1. James Allworth on Disruptive Innovation

2. Viktor Mayer-Schönberger on Big Data Revolution

3. Gerd Leonhard on Big Data and the Future of Media, Marketing and Technology

4. Brian Keegan on Big Data

5. Irving Wladawsky-Berger on Evolution of Technology and Innovation

6. Ely Kahn on Big Data, Startup and Entrepreneurship

7. danah boyd on Future of Technology and Social Media

Irving Wladawsky-Berger: Evolution of Technology and Innovation

Editor’s Note: Dr. Irving Wladawsky-Berger retired from IBM on May 31, 2007 after 37 years with the company. As Chairman Emeritus, IBM Academy of Technology, he continues to participate in a number of IBM’s technical strategy and innovation initiatives. He is also Visiting Professor of Engineering Systems at MIT, where he is involved in multi-disciplinary research and teaching activities focused on how information technologies are helping transform business organizations and the institutions of society. You can read his full bio from here.

eTalk’s Niaz Uddin has interviewed Irving Wladawsky-Berger recently to gain insights about the evolution of Technology and Innovation which is given below.

Niaz: Dear Irving, thank you so much for joining us.  We are thrilled and honored to have you for eTalks .

Irving Wladawsky-Berger: Niaz, thank you for having me.
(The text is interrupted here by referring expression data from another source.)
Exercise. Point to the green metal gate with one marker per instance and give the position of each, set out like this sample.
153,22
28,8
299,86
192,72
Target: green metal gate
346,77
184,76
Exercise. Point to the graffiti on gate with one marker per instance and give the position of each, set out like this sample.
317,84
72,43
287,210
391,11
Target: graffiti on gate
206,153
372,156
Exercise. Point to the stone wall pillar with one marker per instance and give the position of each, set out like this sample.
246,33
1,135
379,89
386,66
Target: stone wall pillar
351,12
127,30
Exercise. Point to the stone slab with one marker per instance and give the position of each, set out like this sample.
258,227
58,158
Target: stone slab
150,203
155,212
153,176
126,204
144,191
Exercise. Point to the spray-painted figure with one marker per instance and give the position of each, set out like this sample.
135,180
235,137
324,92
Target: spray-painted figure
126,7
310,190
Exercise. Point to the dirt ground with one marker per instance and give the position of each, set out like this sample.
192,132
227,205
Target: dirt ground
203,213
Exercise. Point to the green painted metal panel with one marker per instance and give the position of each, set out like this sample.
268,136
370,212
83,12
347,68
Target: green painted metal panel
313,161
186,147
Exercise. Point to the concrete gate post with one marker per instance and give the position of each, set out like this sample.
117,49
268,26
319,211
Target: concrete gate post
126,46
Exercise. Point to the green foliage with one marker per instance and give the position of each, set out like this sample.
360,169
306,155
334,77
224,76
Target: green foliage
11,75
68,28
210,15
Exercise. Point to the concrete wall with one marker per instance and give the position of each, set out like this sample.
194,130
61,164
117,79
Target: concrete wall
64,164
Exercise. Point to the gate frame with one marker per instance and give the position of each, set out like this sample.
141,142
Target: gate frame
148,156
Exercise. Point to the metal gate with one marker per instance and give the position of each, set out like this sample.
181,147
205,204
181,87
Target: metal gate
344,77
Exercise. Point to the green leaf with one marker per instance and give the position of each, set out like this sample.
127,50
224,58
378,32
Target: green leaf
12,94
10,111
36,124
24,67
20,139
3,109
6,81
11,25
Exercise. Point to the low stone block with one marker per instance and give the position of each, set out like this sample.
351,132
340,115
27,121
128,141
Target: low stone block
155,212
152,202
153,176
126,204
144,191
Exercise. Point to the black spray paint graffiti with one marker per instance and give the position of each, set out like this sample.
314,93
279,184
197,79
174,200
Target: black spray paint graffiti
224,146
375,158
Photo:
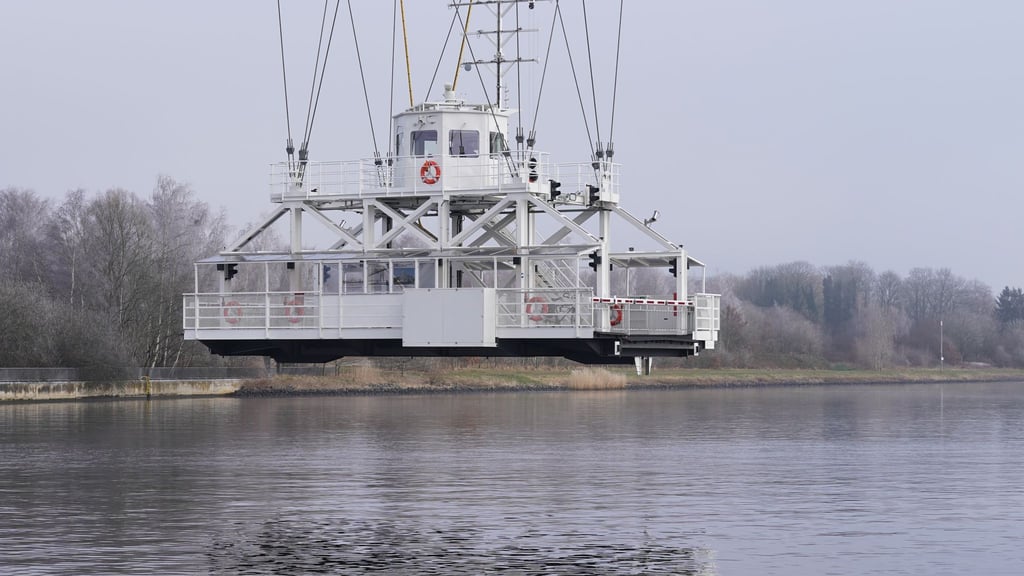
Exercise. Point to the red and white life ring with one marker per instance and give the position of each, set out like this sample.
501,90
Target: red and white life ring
616,315
295,309
232,312
537,306
430,172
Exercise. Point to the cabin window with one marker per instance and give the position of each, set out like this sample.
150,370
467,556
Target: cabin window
425,270
352,279
498,142
464,142
402,276
424,142
377,278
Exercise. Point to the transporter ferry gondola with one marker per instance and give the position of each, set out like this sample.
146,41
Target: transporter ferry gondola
459,240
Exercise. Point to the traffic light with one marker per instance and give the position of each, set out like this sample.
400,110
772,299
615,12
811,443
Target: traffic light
555,184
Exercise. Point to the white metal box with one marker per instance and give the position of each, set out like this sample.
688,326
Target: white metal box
449,317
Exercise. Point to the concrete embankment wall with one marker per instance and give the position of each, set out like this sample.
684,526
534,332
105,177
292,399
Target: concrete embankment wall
129,388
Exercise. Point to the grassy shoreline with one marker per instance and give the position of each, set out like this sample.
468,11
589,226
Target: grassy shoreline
368,380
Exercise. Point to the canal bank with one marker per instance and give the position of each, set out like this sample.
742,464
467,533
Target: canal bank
13,392
369,380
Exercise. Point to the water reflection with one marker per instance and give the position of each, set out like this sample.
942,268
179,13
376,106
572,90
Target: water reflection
884,480
395,546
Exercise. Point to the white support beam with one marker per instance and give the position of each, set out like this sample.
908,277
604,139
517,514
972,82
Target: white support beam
565,231
402,221
565,221
497,232
637,223
255,231
480,221
355,232
342,233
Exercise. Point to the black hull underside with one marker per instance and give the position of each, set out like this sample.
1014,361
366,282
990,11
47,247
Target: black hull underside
603,348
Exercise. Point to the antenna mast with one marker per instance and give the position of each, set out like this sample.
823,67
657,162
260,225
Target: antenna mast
499,37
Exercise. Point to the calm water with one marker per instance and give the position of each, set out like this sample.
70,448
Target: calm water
832,480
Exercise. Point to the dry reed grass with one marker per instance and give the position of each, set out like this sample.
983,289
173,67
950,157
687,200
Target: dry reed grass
595,379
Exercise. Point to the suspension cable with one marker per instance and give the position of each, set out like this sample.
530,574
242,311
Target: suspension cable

Niaz: You began your career in IBM as a researcher in 1970. You have retired from IBM on May 31, 2007 as a Vice President of Technical Strategy and Innovation. From the dawn of Supercomputing to the rise of Linux and Open Source, the Internet, Cloud Computing, Disruptive Innovation, Big Data and Smarter Planet; you have been involved with it all.  You have worked for 37 years for bringing sustainable technological innovations for IBM. Can you please give us a brief of the evolution of technology and innovation? What do you think about the technological trend that has been changing since you have joined in IBM?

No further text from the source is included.